The first rectangular spring-cushioned wireframes to support mattresses did not have wood rims or cloth covers. These were called bedsprings. More and more box-springs are made of wood and then covered in fabrics. Wood makes a better support system for the newer memory foam and latex mattresses. The newest design in box-springs is the folding box spring, which is made of wood or metal and then covered in fabric that can fold in half and be sent by shipping and courier companies.

With the increasing height of mattresses, manufacturers now make box springs in different heights so that the mattress and box spring pair maintain a standard height. Standard "high profile" box springs are 9 in in height, whereas "low profile" box springs are between 5 and 5.5 in. Changing the thickness of the box spring and mattress requires revisions to the mattress and box spring coil stiffness. This is often why box springs and mattresses are matched and sold in pairs.

== Alternatives ==

Box-spring beds are especially popular in North America and Western Europe.

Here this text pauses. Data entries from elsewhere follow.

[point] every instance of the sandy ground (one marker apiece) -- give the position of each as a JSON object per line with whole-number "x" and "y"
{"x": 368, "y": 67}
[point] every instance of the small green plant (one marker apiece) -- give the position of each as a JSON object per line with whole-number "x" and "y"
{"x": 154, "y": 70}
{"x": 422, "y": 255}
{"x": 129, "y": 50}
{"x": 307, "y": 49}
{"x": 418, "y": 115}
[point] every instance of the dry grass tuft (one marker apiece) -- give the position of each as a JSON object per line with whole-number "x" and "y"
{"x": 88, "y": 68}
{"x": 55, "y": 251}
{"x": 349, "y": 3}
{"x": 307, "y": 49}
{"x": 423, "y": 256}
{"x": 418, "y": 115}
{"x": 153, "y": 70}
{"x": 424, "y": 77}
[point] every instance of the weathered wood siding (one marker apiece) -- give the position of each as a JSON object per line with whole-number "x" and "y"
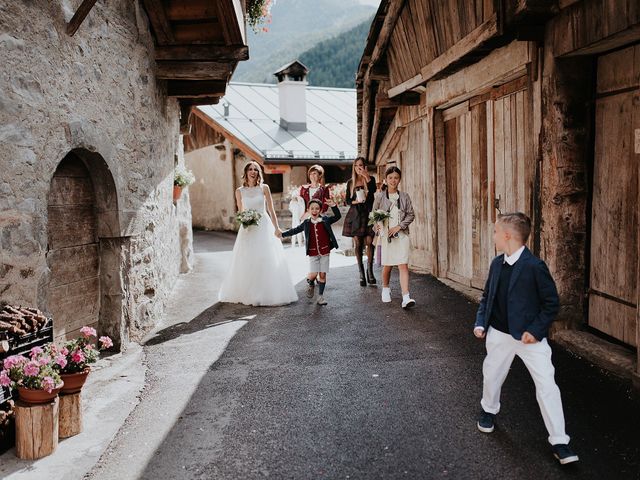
{"x": 417, "y": 181}
{"x": 614, "y": 228}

Alternatively, in Japan, futon mattresses are usually placed on a bedframe or the floor without using springs.

A bunkie board can be used when a low profile is desired.

In Europe, wooden frames with a middle section consisting of springs held in place by wire (to be put into the wooden bedframe as a unit) used to be the standard for most of the 20th century. The springs have mostly been replaced by pre-bent wooden slats (usually glued laminated timber made from beech or birch), which are joined to the outer wooden frame by some form of flexible rubber bolt, shoe or socket. This lath floor provides suspension, allows the mattress to ventilate, and can be designed to be vertically adjustable to elevate the legs or the torso. A more straightforward approach is to join straight laths with a textile strap to be rolled up for transport and placed right into the bedframe.